With a recent 66% surge in the number of new self-managed super funds (SMSF) being set up, more and more people are asking how you can purchase a property with a SMSF. And there are several benefits in owning property in a SMSF. These include proceeds are tax free after age 60, the fund only pays 15% tax compared to most people paying 30% or even 40% income tax, the fund is protected from creditors and estate planning can help reduce any capital gains tax.

Property in a self-managed super fund can be a very powerful tool if set up correctly.

There are 2 main options.

You can purchase property in a self-managed super fund either built new or purchase established.

To purchase an established property in a self-managed super fund, you will need to have the fund set up so that the fund can purchase the property. You either need the cash already in the fund (and you can buy new or established) OR if you are going to borrow the funds, you need a limited recourse loan to purchase a single asset (an established property).

With a Limited Recourse, you will need to have the full amount of funds in the SMSF to be able to pay the drawdown as they are requested by the builder.

Obviously, you need appropriate insurances to cover for death and/or disability as lenders are facing a higher risk in lending money.

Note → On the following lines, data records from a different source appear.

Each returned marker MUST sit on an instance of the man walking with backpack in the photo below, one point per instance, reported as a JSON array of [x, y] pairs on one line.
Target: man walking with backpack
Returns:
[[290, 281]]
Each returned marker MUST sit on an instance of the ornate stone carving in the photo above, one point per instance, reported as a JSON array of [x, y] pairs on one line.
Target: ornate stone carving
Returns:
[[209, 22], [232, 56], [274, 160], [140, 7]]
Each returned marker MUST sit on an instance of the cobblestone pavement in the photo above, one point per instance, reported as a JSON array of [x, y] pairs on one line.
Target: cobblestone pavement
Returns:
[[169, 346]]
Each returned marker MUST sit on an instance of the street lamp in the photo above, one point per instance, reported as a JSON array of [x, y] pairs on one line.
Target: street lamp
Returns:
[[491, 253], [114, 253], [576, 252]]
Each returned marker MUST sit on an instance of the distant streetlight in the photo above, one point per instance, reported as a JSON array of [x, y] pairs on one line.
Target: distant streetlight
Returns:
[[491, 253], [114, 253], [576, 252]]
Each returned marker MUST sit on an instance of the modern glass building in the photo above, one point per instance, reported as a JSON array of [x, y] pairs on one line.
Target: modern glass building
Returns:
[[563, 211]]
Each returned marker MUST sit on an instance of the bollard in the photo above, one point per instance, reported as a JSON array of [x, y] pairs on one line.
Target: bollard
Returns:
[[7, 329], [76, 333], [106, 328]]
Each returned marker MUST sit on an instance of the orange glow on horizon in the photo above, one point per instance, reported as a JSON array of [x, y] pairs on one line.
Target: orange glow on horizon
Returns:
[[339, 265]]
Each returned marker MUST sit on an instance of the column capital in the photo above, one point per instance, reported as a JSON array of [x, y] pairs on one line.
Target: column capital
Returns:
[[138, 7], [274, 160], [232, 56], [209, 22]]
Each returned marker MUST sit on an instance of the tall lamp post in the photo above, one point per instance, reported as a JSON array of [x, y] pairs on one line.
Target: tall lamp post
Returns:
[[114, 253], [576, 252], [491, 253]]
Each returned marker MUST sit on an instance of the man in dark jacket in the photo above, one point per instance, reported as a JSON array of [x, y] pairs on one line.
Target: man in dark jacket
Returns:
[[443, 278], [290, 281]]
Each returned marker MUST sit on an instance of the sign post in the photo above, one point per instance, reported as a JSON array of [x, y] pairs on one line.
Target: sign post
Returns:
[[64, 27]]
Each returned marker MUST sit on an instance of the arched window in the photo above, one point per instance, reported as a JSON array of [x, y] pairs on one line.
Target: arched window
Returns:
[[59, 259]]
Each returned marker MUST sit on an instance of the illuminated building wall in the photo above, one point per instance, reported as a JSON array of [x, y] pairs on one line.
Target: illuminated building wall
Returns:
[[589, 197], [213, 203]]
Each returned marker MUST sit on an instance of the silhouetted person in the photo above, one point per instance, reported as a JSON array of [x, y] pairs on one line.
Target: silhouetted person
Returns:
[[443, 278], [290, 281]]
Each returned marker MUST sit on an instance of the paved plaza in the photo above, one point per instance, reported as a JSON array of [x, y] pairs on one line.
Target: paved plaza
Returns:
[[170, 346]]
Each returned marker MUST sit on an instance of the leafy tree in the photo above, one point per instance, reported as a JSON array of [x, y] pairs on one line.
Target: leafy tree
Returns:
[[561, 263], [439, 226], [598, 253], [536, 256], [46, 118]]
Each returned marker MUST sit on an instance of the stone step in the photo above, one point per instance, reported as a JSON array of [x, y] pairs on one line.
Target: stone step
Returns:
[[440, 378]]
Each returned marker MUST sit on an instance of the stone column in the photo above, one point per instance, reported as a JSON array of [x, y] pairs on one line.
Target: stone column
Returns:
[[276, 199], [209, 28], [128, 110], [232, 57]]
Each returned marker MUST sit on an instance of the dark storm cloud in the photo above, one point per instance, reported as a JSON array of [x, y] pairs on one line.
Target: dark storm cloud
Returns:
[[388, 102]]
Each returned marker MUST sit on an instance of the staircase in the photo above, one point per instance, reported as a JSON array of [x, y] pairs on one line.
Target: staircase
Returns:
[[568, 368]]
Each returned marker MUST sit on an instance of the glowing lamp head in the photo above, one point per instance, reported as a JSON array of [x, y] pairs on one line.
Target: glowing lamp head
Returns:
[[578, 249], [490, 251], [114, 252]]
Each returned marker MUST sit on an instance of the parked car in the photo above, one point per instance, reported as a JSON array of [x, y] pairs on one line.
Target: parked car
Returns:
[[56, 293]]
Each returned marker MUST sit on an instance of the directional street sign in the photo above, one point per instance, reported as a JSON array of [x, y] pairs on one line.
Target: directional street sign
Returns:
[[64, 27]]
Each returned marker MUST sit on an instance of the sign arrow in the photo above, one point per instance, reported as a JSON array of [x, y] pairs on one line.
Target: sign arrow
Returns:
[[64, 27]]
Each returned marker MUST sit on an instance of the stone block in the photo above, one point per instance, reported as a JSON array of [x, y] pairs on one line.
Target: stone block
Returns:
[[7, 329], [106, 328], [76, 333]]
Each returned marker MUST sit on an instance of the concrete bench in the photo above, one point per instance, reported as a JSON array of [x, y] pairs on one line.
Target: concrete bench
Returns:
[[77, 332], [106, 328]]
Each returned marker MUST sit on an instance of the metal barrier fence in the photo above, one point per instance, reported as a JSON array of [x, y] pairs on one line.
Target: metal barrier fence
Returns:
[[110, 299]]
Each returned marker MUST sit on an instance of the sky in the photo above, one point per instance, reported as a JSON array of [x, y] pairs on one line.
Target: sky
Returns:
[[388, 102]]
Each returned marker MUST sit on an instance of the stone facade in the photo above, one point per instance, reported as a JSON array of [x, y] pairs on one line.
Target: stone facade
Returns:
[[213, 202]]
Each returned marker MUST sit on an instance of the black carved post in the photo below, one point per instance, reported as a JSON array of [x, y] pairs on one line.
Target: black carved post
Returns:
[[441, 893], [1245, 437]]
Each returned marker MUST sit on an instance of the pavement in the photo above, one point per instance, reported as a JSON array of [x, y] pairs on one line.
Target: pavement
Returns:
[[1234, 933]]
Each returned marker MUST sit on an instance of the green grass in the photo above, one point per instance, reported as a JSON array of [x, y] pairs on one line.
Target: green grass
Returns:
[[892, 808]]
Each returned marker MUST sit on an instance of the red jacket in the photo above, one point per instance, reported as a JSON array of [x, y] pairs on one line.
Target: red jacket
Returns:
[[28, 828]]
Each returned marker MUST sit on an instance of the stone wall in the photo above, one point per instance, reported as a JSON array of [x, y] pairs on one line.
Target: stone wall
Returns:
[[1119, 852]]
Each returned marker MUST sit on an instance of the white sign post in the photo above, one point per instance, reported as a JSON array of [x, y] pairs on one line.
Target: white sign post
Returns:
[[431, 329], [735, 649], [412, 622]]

All properties must be at arm’s length (that is, you must purchase the property at commercial values from a non-relative, except your own business premises) and all rent must be paid into the super fund. The super fund must pay all mortgages, taxes, council rates, insurances etc.

The disadvantages are, the cost and regular audits, compliance issues, limits in what you can invest in and the ATO auditing.

The most important thing to do is to get the proper advice before you proceed from a qualified Accountant or Certified Financial Planner.